Government backs latest stage of British Sign Language Bill


The government will today reaffirm its commitment to improving accessibility for deaf people, by backing the latest stage of the British Sign Language Bill.

The British Sign Language Bill, a Private Member’s Bill introduced by Rosie Cooper MP, will, if passed into law, recognise BSL as a language of England, Wales and Scotland in its own right.

It will be supported by a duty on the Secretary of State for the Department for Work and Pensions (DWP) to regularly report on what each relevant government department has done to promote or facilitate the use of British Sign Language in its communications with the public.

The Bill also places a requirement on the DWP Secretary of State to issue guidance to ministerial departments on the promotion and facilitation of BSL.

Minister for Disabled People, Health and Work Chloe Smith MP said:

We know many D/deaf people can experience social isolation and face reduced access to work and education because of barriers in communicating their basic needs and aspirations.

Legally recognising BSL will create a more inclusive and accessible society, improving the lives of D/deaf people and helping public services to get it right.

Rosie Cooper MP said:

This Bill is all about improving the lives of deaf people and the Minister and I have worked together in strengthening it and achieving cross-party approval.

I am confident that with the support of MPs across all parties today, we can get this Bill passed and start making positive steps to give deaf people equal access to public services.

David Buxton, Chair of the British Deaf Association said:

The BSL Bill presents a real opportunity for change, to finally break down avoidable communication barriers and to give Deaf people and their language – BSL – the recognition, inclusion, and equality that they deserve.

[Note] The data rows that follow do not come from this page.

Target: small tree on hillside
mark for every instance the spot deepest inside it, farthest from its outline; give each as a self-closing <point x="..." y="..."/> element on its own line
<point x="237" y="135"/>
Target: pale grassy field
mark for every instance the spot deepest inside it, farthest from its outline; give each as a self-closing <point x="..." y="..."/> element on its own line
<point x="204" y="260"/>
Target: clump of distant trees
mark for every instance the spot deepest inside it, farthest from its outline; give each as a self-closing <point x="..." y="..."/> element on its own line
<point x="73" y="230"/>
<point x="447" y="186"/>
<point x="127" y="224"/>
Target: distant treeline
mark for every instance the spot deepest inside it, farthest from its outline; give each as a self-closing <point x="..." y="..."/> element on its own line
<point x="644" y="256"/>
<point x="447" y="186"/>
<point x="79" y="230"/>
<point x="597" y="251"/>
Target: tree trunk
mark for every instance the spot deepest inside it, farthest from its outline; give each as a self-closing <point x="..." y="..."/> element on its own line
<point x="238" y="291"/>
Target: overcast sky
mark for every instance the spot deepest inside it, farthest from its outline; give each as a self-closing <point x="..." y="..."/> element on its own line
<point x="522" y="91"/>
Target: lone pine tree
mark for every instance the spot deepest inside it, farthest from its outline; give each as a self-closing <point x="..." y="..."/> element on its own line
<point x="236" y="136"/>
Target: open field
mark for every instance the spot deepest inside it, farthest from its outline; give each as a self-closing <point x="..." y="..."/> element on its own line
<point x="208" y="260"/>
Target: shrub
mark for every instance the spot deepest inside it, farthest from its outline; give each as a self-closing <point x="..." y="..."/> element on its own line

If the BSL Bill passes into law, we are ready to work hand-in-hand with the UK government to redesign public services that meet the unique needs of the 151,000 people who have British Sign Language as their first or preferred language.

We also hope that the legal recognition of BSL will encourage many more people across the UK to learn British Sign Language and go on to become interpreters, bilingual professionals and allies of the Deaf community. BSL can bring us all together as a society.

Mark Atkinson, Chief Executive at RNID, said:

We at RNID, our supporters and the wider Deaf community are delighted that the British Sign Language Bill is set to clear the final stage of its passage through the House of Commons. We hope it receives the same support from peers in the House of Lords as it has from MPs and ministers.

We welcome the mechanisms within the Bill and commitment from government to working with a proposed advisory board of Deaf people to put the Bill into practice. Giving the Deaf community a seat at the table will mean government policies and public services will the meet the needs of Deaf people for fully inclusive and accessible services.

We mustn’t miss the vital opportunity the Bill gives us to win legal recognition of BSL and expand Deaf people’s rights. On behalf of the Deaf community and alongside other charities, we will continue pushing to make sure the Bill is passed into law before the end of this session of Parliament.

The Minister for Disabled People has also announced the launch of an advisory board of BSL signers to offer guidance to the DWP on matters relating to BSL; examine how the DWP goes about increasing the number of BSL interpreters; and make sure the Access to Work scheme better meets the needs of BSL signers to support them in employment.

The Third Reading of the Bill will take place today in the House of Commons and the Government will once again be supporting its introduction into law.

The BSL Bill was first introduced on 16 June 2021 and passed the Second Reading stage on 28 January 2022, receiving unanimous cross-party support.

The Minister for Disabled People has worked closely with MP Rosie Cooper and deaf people’s charities and organisations, such as the Royal National Institute for Deaf People (RNID) and the British Deaf Association (BDA), to ensure the Bill effectively meets the needs of those who will benefit most.